OTTAWA - The federal government has named former Supreme Court justice Frank Iacobucci as its chief negotiator to hammer out a historic deal to compensate 86,000 former students of Indian residential schools.

Iacobucci, who retired last year from the high court, will work with the Assembly of First Nations, former students and their lawyers, as well as lawyers for the churches who ran most of the 130 residential schools as a joint venture with the federal government between 1870 and the mid-1970s. The plan is to draft a settlement proposal by March 31, 2006.

He is to recommend whether lump-sum payments should be made to all former students, and how much.

He will also consider a truth and reconciliation forum, new healing programs, an official apology and improvements to a bogged-down federal process that's meant to speed settlements out of court.

After making the announcement Monday with AFN national chief Phil Fontaine by her side, Deputy Prime Minister Anne McLellan declined to comment on how much an ultimate settlement might cost.

But the political accord signed by Ottawa and AFN indicates the starting point for discussions is an AFN lump sum compensation proposal which has been estimated to cost more than $4 billion.

McLellan stressed that Ottawa wants legal "finality," namely, a solution that will derail class-action lawsuits claiming billions of dollars in damages.

Iacobucci will negotiate to that end before any universal lump-sum payments are offered, she said.

More than 11,000 individual abuse lawsuits, plus a handful of class-action claims, are moving slowly through the courts, with federal liabilities estimated between $2 billion and $10 billion.

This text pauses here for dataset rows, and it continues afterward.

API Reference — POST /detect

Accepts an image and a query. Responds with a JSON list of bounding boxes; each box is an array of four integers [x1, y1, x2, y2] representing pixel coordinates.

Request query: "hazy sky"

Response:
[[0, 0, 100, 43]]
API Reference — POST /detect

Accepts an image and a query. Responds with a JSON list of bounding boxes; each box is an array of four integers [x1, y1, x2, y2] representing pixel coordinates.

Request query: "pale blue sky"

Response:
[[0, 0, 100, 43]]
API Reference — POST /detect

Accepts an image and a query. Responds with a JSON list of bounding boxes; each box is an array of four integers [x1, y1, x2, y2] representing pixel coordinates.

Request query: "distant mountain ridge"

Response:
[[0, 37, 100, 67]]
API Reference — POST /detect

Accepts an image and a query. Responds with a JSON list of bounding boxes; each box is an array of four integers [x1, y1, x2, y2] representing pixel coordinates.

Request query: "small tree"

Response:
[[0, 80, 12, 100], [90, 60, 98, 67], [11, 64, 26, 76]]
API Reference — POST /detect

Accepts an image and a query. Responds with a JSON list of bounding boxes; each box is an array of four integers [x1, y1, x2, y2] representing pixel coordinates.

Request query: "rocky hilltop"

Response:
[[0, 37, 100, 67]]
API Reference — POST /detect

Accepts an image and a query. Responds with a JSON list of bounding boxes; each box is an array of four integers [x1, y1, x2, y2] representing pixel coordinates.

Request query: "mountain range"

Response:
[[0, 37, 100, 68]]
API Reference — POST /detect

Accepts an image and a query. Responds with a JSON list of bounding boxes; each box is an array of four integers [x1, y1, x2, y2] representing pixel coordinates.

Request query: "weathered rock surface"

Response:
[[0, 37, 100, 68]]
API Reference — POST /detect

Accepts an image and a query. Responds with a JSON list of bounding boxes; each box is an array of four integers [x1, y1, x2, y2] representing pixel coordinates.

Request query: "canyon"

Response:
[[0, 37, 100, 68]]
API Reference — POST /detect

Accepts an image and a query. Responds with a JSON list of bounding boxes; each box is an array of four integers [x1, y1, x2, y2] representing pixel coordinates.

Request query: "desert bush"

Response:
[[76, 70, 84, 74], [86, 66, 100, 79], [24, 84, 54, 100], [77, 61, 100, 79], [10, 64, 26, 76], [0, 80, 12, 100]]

Any effort to resolve the claims through a single, out-of-court payment system will require similar amounts of money, say lawyers for native plaintiffs.

If a large compensation package isn't put in place, the government may succeed in appeasing the majority of former students who were not seriously harmed in the schools, but it'll still face claims from a substantial minority with abuse claims, determined to continue their lawsuits in the courts.

"There is the potential problem of thousands of plaintiffs deciding not to join any compensation framework," says Darcy Merkur, one of the Toronto lawyers shepherding a national class-action claim through the courts. "Any system has to have real financial incentives to be successful (and) even if it does, there may still be a few thousand lawsuits remaining."

The AFN says each student or their descendants should get $10,000 plus $3,000 for each year spent in the schools.